The seminar taught participants how to analyse raw data and make sense out of it, to assist in their daily work and decision-making process.
Raw data is useless if you do not have the capacity or expertise to analyse and paint a realistic picture. You must have the ability to interpret this data and project the future with some measure of accuracy.
If you are not in the property market, you may not be able to do this. The best analogy I can give you is this - you and a doctor looking at the same X-ray but the doctor will be able to interpret it in many ways that you are not able to do.
Property consultants are trained professionals with proper qualifications and experience. The right consultants can bring much value to the table and help create strategies to ensure the client’s objectives are met.
According to the data released by Napic last month, the total volume of property transactions last year fell in the last five years except for 2014, which saw a small, insignificant rise in transactions.
The market has been consolidating since 2012, when Bank Negara Malaysia introduced its “Responsible Lending Guidelines”.
These guidelines were introduced as a cooling measure, aimed at slowing down a market that has been overheating. At that time, these measures were welcomed by the industry as an overheating market, if left unchecked, would eventually burst and crash.
The cooling measures were effective in the sense that they slowed the market down.
Total transactions fell from 430,403 in 2011 to 427,520 in 2012. This drop, although small, nevertheless indicated that the cooling measures were effective.
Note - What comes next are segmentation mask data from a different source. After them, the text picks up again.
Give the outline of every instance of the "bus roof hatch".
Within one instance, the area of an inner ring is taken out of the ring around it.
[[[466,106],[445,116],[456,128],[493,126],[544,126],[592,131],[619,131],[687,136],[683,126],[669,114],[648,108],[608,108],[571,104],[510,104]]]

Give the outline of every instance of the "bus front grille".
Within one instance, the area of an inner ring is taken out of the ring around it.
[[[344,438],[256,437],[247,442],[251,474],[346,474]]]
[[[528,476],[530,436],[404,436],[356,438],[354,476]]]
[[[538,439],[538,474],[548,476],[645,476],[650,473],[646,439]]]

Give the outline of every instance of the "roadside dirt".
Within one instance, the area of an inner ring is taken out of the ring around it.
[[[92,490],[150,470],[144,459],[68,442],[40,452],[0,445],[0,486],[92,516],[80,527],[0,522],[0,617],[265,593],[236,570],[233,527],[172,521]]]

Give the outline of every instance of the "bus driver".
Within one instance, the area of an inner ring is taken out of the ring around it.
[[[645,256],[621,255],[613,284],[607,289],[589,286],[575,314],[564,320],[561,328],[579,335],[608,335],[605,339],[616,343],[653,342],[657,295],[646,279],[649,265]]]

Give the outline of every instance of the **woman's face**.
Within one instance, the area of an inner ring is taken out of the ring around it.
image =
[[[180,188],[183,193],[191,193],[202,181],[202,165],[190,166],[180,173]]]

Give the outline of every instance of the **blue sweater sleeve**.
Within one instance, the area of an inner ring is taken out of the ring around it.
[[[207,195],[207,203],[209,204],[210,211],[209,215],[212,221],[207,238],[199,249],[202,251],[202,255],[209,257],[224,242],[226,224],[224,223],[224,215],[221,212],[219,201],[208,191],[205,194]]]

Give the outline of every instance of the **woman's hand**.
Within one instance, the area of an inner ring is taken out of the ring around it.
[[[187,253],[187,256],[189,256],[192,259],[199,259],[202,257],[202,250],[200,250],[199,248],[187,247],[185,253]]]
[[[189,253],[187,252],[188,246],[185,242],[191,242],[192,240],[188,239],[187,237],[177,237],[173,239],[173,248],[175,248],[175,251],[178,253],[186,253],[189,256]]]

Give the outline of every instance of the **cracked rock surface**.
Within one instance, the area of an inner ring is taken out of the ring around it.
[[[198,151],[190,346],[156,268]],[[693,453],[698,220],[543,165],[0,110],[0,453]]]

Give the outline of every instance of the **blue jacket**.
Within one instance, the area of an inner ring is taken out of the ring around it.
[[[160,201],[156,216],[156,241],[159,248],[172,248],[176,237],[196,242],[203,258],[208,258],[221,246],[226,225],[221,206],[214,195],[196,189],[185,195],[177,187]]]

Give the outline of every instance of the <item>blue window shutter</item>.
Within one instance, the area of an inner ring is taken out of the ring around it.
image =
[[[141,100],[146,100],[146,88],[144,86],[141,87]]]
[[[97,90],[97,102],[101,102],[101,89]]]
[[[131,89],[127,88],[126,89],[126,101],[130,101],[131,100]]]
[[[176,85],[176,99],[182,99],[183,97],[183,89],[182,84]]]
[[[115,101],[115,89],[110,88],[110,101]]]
As more cooling measures were put in place, the market continued to consolidate, and transaction volume continued its southward journey.
In 2013, there was a big drop of 10.8 per cent, transactions fell from 427,520 to 381,130. Since then, the market has never really recovered. It continued to fall each year and last year was no different.
Although transaction volumes continued to fall through the last few years, the total value of properties transacted never reduced.
From 2012 to 2014, the total value of properties transacted rose each year. All this changed in 2015, when the market saw a drop in total value for the first time in many years.
In 2014, RM163 billion worth of transactions were recorded. This fell in 2015 to RM150 billion, representing a fall of 8.7 per cent.
Last year, the value fell further to RM145.4 billion, a drop of about three per cent from the preceding year.
So, what’s the silver lining here?
The fact that the drop in total value last year was much less than in 2015, it is indeed some measure of good news to the market.
It indicates that the market is beginning to stabilise and the falling rate is getting less steep.
In my opinion, we are very close to the end of the “Property U Curve”. This could indicate that the market will go through a short period where it will register no growth.
We must bear in mind that no growth is better than negative growth. After a short spell of flattening out, the market will start improving, and we should see both volume and values increasing.
So if you are a property investor, there is a small window of opportunity for you to “seize the day”, before the market starts its upward trend again.
We need to constantly remind ourselves that the property market is a continuous cycle of ups and downs. The savvy investor will learn to recognise these ups and downs and will be prepared to take advantage of them.